What makes this such a volatile situation is the long-standing traditions of bullfighting, which date back to a time when the first matador discovered that, for some reason, wearing a Mickey Mouse hat and a small crimson cape makes bulls REALLY angry.
Since then, even the trappings of a matador — called trajes de luces, which roughly translated means “really tight pants” — have become, like bullfighting itself, an integral part of Spanish tradition.
To help you better understand the sport, here’s a general overview of what happens at a typical fight.
According to the Beginner’s Guide to Bullfighting, six bulls are selected and allocated in pairs to three matadors at noon on the day of the event. This process is conducted by the event’s impresario (promoter) and takes approximately four hours, which allows just enough time for the matador to eventually squeeze into his pants.
When the president of the bullfight signals for the first bull to be released, a brass band begins playing “La Viva Loca” while a team of three assistants enrage the bull by flapping their capes at it and calling it “Geraldo.”
The main reason for this is to see how the animal moves in the ring.

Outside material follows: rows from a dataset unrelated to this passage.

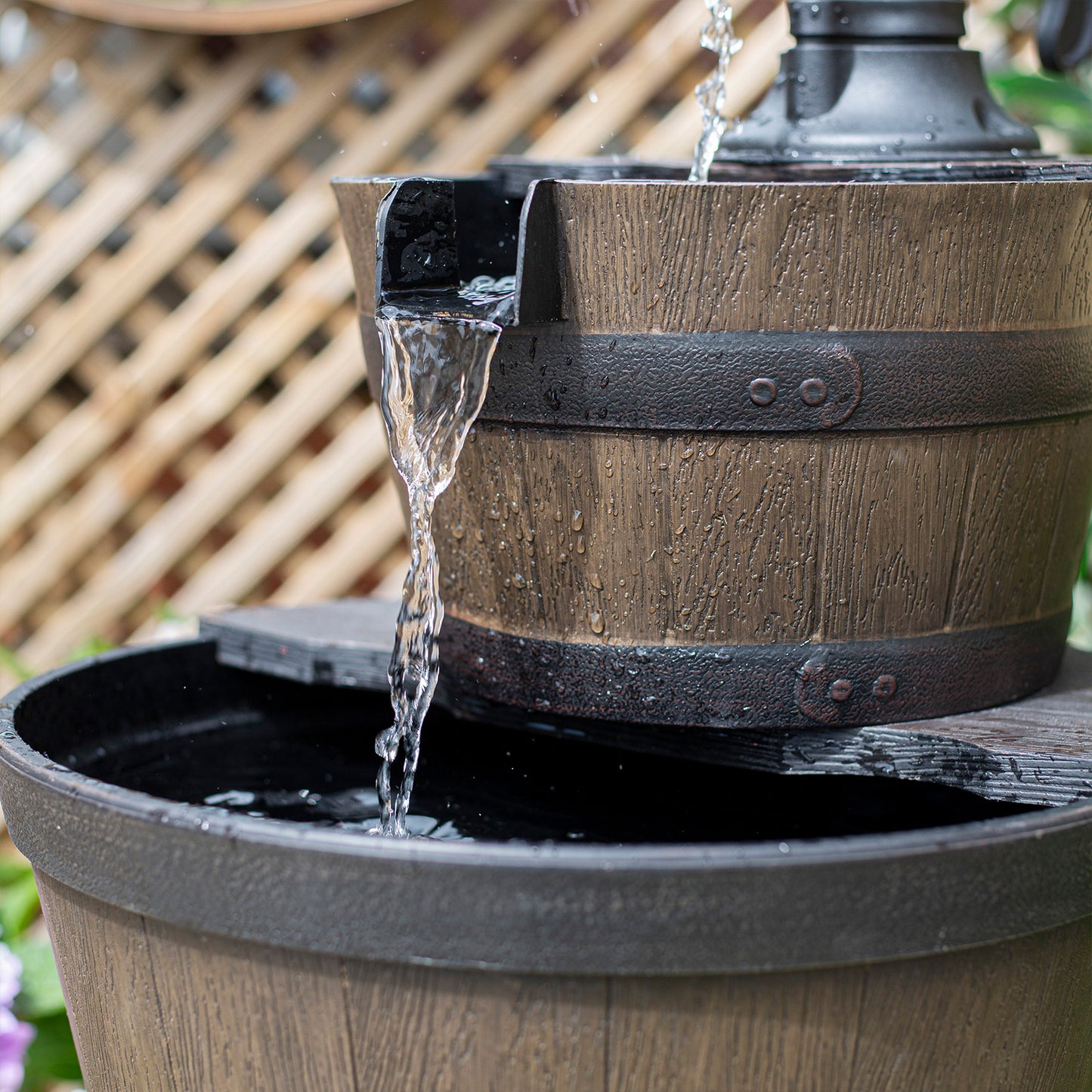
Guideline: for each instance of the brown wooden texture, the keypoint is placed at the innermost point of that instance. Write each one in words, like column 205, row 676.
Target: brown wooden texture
column 755, row 540
column 895, row 257
column 161, row 1008
column 178, row 329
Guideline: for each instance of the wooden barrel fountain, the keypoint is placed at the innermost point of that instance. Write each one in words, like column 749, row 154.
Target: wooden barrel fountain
column 810, row 442
column 763, row 453
column 944, row 944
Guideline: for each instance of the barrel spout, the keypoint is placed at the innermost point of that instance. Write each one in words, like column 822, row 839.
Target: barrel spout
column 434, row 235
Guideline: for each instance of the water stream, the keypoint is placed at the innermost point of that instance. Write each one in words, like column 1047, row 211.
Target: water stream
column 437, row 351
column 719, row 36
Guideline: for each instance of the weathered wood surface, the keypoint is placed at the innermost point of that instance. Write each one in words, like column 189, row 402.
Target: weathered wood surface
column 161, row 1008
column 895, row 257
column 1038, row 750
column 174, row 269
column 689, row 539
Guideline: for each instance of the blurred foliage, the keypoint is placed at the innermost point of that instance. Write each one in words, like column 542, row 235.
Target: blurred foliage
column 1080, row 631
column 51, row 1056
column 1060, row 106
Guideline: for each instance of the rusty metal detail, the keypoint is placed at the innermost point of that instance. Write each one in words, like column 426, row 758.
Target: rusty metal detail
column 756, row 382
column 716, row 687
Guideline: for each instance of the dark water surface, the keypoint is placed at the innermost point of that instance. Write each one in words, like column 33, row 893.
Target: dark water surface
column 291, row 761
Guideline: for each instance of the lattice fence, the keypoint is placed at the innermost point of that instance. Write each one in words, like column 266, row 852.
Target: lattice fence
column 183, row 412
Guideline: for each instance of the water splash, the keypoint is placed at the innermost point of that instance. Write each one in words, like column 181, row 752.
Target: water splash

The other reason is to allow the matador enough time to change into a fresh pair of trajes de luces after seeing the bull.
Once this has been accomplished, the matador enters the ring with a small crimson cape, a curved sword and a can of Red Bull. It is at this point that he can dedicate the beast to an individual, the audience itself — or his corporate sponsor.
If he performs his task well, the audience waves white handkerchiefs as a sign of approval and affection for the matador; if the bull does well, it waves a small crimson cape and Mickey Mouse hat.
Whichever side you take in this stand-off, given that July and August are the busiest months in Spain’s bullfighting calendar, a strike by matadors could leave millions of fans in search of an alternative to their favorite summer past time — which just goes to show that, no matter how different a culture may appear on the surface, when it comes to the world of professional sports, all fans are used to a certain level of bull.